Lorsque le soutien extérieur cesse ou se retourne, les régimes deviennent extrêmement vulnérables. Les exemples récents incluent la chute de Blaise Compaoré au Burkina Faso, qui a vu son soutien occidental se dissiper suite à des manifestations massives. Compaoré, par exemple, a été renversé par une insurrection populaire après 27 ans de règne, lorsqu’il a tenté de modifier la Constitution pour rester au pouvoir plus longtemps. Une des caractéristiques des régimes soutenus par des puissances étrangères est que leur chute, lorsqu’elle survient, est souvent brutale et déshonorante. Les dirigeants de tels régimes finissent fréquemment exilés, chassés par des révolutions populaires ou renversés par des coups d’État, sans avoir laissé un héritage politique positif. L’exemple de Mohamed Siad Barre en Somalie, dont la chute a plongé le pays dans une guerre civile prolongée, ou celui de Mobutu, dont la fin de règne s’est soldée par l’effondrement de l’État zaïrois, illustre cette réalité.

Une fin honorable : un idéal difficile à atteindre

Dans les conditions actuelles, il est difficile pour les présidents africains de connaître une fin honorable comme les George W. Bush, Bill Clinton, ou Jacques Chirac. Les contextes politiques et historiques sont fondamentalement différents. En Occident, les institutions sont solidement ancrées et les transitions pacifiques de pouvoir sont la norme. Mais en Afrique, où les structures de pouvoir sont faibles, les rivalités ethniques et politiques sont exacerbées, et les intérêts extérieurs dictent souvent la marche à suivre, il est beaucoup plus difficile de créer les conditions d’une alternance pacifique et honorable.

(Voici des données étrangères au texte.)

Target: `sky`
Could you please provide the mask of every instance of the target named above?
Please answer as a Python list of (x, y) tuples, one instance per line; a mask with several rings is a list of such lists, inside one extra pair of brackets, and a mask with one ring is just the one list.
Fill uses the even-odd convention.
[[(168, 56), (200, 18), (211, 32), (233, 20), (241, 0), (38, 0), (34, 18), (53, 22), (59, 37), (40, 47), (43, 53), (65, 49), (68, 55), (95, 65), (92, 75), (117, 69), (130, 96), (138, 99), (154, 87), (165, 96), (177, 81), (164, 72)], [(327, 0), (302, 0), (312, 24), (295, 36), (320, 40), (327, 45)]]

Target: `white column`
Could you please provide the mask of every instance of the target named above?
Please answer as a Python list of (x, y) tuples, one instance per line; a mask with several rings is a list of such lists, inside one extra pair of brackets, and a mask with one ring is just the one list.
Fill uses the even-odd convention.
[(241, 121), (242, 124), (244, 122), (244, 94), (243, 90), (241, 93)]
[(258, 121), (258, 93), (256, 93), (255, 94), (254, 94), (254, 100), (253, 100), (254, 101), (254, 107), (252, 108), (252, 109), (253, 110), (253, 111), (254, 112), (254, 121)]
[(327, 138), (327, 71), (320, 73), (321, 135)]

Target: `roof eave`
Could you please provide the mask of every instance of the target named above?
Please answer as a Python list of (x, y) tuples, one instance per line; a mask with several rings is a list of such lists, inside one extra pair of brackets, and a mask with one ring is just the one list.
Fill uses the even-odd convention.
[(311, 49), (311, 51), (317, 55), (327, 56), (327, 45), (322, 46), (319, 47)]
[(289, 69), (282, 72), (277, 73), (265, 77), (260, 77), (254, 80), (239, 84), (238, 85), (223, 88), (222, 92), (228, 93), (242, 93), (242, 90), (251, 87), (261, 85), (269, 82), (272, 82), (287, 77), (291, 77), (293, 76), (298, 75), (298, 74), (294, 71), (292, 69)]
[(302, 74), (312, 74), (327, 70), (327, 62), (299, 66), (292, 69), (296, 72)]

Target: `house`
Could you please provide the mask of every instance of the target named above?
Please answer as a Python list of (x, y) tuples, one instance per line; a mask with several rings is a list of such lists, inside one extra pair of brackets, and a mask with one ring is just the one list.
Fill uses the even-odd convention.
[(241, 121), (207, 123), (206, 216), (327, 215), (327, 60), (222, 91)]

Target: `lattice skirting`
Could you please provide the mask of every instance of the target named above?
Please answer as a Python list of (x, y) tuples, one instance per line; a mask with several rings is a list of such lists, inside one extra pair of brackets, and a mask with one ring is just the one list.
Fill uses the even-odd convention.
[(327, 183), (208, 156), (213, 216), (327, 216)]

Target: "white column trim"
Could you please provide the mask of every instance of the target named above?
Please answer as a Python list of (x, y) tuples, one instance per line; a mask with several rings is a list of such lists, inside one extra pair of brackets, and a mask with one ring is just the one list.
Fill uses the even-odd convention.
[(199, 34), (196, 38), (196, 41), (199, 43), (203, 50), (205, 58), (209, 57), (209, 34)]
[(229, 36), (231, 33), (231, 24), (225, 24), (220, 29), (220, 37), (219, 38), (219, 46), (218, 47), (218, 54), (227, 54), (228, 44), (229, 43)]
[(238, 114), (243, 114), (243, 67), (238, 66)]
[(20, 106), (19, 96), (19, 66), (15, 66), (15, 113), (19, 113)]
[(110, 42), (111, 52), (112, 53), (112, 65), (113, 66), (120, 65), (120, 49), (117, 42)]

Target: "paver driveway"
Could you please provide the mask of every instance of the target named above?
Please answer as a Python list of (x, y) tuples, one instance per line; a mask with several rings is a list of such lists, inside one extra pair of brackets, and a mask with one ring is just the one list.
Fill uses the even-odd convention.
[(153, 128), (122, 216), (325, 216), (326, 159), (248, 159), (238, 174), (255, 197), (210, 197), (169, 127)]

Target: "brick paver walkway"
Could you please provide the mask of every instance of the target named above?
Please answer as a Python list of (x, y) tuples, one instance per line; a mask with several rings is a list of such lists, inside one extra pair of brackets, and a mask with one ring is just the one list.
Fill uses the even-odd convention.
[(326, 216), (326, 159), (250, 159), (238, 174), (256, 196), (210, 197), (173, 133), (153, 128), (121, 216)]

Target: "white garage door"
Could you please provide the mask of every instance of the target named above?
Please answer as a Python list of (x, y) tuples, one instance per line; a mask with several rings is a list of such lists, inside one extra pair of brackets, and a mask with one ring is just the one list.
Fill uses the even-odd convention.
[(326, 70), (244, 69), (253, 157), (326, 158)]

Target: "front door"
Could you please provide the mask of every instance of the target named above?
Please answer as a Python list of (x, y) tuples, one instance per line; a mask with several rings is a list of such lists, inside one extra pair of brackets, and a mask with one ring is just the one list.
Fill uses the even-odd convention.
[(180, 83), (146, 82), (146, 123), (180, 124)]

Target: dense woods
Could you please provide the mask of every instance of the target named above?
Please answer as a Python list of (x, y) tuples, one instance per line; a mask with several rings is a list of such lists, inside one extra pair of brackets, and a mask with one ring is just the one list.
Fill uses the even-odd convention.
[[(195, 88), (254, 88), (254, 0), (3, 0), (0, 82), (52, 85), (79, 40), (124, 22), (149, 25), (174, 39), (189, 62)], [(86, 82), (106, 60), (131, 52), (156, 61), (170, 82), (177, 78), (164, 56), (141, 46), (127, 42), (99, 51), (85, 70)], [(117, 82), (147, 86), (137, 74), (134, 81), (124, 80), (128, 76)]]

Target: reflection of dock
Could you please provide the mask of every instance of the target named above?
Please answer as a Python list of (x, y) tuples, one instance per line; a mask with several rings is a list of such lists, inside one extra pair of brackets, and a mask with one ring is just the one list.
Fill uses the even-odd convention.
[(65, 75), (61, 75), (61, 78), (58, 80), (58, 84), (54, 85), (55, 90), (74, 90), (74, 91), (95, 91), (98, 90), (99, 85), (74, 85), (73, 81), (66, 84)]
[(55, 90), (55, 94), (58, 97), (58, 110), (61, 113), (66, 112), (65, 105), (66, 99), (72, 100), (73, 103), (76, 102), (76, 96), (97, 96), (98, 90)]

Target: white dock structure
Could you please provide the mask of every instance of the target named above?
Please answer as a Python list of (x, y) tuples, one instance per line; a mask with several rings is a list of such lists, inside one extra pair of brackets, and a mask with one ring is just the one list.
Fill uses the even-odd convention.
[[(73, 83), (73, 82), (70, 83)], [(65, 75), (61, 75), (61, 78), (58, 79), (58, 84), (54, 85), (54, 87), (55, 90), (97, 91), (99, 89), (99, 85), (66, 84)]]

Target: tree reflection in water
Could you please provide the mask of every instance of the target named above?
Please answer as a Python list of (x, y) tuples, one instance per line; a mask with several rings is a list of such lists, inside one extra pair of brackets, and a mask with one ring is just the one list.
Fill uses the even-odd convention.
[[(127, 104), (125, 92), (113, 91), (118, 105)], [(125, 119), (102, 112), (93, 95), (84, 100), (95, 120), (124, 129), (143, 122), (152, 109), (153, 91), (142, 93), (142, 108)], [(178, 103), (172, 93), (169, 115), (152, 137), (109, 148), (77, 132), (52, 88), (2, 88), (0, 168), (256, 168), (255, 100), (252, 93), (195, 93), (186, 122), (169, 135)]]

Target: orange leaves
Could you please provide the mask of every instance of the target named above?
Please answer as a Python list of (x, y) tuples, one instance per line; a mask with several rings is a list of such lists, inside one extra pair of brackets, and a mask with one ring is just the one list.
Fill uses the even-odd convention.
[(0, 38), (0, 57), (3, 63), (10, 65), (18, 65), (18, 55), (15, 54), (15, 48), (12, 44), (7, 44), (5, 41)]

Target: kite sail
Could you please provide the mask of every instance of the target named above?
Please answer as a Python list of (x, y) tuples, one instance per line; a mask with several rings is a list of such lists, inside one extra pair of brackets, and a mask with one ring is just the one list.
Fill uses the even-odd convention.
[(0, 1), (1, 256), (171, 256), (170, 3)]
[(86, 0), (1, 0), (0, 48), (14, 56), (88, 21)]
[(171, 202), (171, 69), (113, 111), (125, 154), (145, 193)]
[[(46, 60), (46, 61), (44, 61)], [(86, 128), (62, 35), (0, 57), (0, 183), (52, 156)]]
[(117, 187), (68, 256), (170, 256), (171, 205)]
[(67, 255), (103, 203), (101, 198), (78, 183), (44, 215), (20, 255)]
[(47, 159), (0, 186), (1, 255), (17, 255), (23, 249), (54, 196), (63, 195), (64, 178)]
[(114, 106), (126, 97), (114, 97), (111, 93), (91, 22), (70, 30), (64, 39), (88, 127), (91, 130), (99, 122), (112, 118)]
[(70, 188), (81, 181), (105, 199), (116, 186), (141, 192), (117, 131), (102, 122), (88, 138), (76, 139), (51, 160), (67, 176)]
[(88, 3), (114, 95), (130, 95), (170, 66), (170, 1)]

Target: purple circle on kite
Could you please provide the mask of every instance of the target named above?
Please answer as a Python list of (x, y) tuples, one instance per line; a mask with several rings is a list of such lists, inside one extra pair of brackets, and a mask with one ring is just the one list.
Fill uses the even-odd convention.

Cependant, cela ne signifie pas que c’est impossible. Pour éviter une fin brutale, les présidents africains doivent :

  • Diminuer leur dépendance aux puissances étrangères, en particulier lorsqu’elles imposent des conditions qui ne correspondent pas aux intérêts du pays ;
  • Favoriser un dialogue inclusif au sein du pays, afin de construire une base de soutien qui ne repose pas uniquement sur la coercition ou la répression ;
  • Assurer une transition progressive en préparant une relève crédible et en établissant des institutions suffisamment solides pour assurer la continuité après leur départ.

Il est extrêmement rare qu’un président africain puisse se retirer avec honneur après un long mandat. Les exemples récents d’assassinats ou de coups d’État, comme celui du président Ibrahim Baré Maïnassara du Niger en 1999, montrent que même ceux qui essaient de jouer selon les règles ne sont pas à l’abri de la violence politique.

De plus, Samuel Doe au Liberia, après avoir dirigé le pays dans une dictature sanglante, a subi une fin particulièrement brutale, capturé et torturé en direct à la télévision. Milton Obote, président de l’Ouganda, a été renversé par deux coups d’État, et Thomas Sankara, qui prônait un modèle de développement indépendant et anti-impérialiste, a été trahi et assassiné par son propre compagnon de lutte, Blaise Compaoré.

Ces exemples démontrent que même ceux qui tentent de s’éloigner des modèles traditionnels de dépendance envers l’Occident ou de maintien de régimes autocratiques ne sont pas à l’abri des violences, soit par des révoltes internes, soit par des interventions extérieures.